Abo

Kölner Silvesternacht 2015/16Werden Sexualstraftäter heute härter bestraft, Frau Rostalski?

2 min
Frauke Rostalski, Direktorin des Instituts für Straf- und Strafprozessrecht an der Universität zu Köln

Frauke Rostalski, Direktorin des Instituts für Straf- und Strafprozessrecht an der Universität zu Köln

Frauke Rostalski ist geschäftsführende Direktorin des Instituts für Straf- und Strafprozessrecht an der Uni Köln und Mitglied im deutschen Ethikrat.

Zehn Jahre nach der Kölner Silvesternacht 2015/2016, in der hunderte Menschen, vor allem Frauen, vor dem Hauptbahnhof beraubt und sexuell belästigt wurden, hat der „Kölner Stadt-Anzeiger“ mit unterschiedlichen Menschen über die Nacht und ihre Folgen gesprochen.


Die Vorkommnisse auf dem Vorplatz des Kölner Hauptbahnhofs hatten aus kriminalwissenschaftlicher Perspektive eine neue Dimension. Pläne, das Sexualstrafrecht zu reformieren, hatte es schon vorher gegeben. Die Ereignisse in Köln beschleunigten den politischen Prozess – wie manche meinen, nicht unbedingt zugunsten der Qualität der neuen Gesetze.

Eingeführt wurde die „Nein heißt Nein“-Regelung, die den Grundtatbestand von § 177 StGB gegenüber dem bislang geltenden Nötigungsmodell deutlich erweitert. Neue Vorschriften sind hinzugekommen: die sexuelle Belästigung (§ 184i StGB) und die „Straftaten aus Gruppen“ (§ 184j StGB), die insbesondere sexuelle Handlungen sanktionieren, die nach der früheren Rechtslage als „unerheblich“ und deshalb nicht strafwürdig eingestuft wurden.

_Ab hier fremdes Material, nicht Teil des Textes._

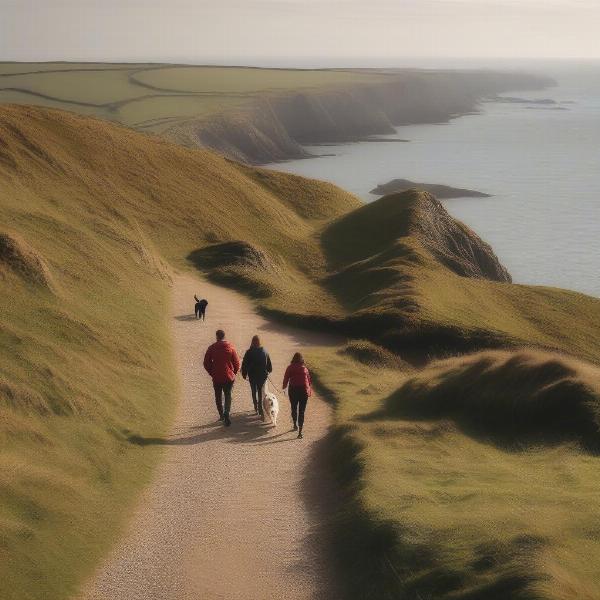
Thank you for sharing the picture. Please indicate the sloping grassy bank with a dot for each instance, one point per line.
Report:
(473, 478)
(89, 213)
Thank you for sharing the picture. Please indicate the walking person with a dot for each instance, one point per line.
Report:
(222, 364)
(256, 366)
(200, 308)
(298, 378)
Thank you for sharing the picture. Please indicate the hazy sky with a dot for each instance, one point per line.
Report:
(228, 31)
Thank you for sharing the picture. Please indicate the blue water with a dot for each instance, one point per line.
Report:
(542, 167)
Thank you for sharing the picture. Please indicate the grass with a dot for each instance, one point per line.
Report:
(93, 216)
(90, 215)
(154, 98)
(445, 495)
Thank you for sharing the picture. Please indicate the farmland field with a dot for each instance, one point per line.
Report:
(154, 97)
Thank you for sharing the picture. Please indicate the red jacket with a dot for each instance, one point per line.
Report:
(297, 375)
(222, 362)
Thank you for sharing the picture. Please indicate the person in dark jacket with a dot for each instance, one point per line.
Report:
(222, 364)
(256, 366)
(298, 378)
(200, 307)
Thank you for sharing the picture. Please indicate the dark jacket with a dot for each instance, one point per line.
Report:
(297, 376)
(256, 364)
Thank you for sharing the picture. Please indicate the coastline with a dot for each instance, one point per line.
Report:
(275, 128)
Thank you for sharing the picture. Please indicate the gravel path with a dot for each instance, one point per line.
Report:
(232, 513)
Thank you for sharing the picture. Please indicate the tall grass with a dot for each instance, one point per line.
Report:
(444, 505)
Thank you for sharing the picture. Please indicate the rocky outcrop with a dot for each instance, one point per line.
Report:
(438, 190)
(273, 128)
(453, 243)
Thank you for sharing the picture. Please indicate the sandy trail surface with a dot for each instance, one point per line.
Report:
(232, 513)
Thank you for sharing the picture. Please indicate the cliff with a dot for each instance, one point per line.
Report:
(274, 127)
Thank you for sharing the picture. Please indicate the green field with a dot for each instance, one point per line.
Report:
(154, 97)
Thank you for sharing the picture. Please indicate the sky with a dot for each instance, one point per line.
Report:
(302, 32)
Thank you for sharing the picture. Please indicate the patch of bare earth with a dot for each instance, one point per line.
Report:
(233, 513)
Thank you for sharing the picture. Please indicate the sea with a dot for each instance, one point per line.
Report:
(539, 162)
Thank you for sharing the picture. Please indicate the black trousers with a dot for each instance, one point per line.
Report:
(298, 400)
(256, 387)
(220, 390)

Das Sexualstrafrecht hat eine deutliche Ausweitung erfahren
Frauke Rostalski, Direktorin des Instituts für Straf- und Strafprozessrecht an der Universität zu Köln

Das Sexualstrafrecht hat insofern eine deutliche Ausweitung erfahren, während dieser Tage bereits neue Reformen im Gespräch sind, wie Forderungen nach der Einführung eines strafbewehrten Verbots des „Catcallings“ belegen.

Derweil wird die Debatte über den Zusammenhang von Migration und Kriminalität nach wie vor eher zurückhaltend geführt; kaum ein Thema scheint derzeit vergleichbar vermint. Insbesondere bei Sexualstraftaten ist der Anteil nichtdeutscher Tatverdächtiger ausweislich der – sicherlich mit Verzerrungen belasteten – Polizeilichen Kriminalstatistik überproportional hoch. Die Ausweitung des Strafrechts allein scheint nicht die gewünschten Effekte – den verstärkten Schutz vor allem von Frauen – gezeitigt zu haben.

Überraschen kann dies aus strafrechtswissenschaftlicher Perspektive kaum: Verbrechensvorbeugung gelingt nicht vornehmlich durch neue Strafvorschriften, sie findet auf gesellschaftlicher Ebene statt. Hängen Kriminalität und Migration zusammen, müssen daher Antworten in einer besseren Migrationspolitik gefunden werden.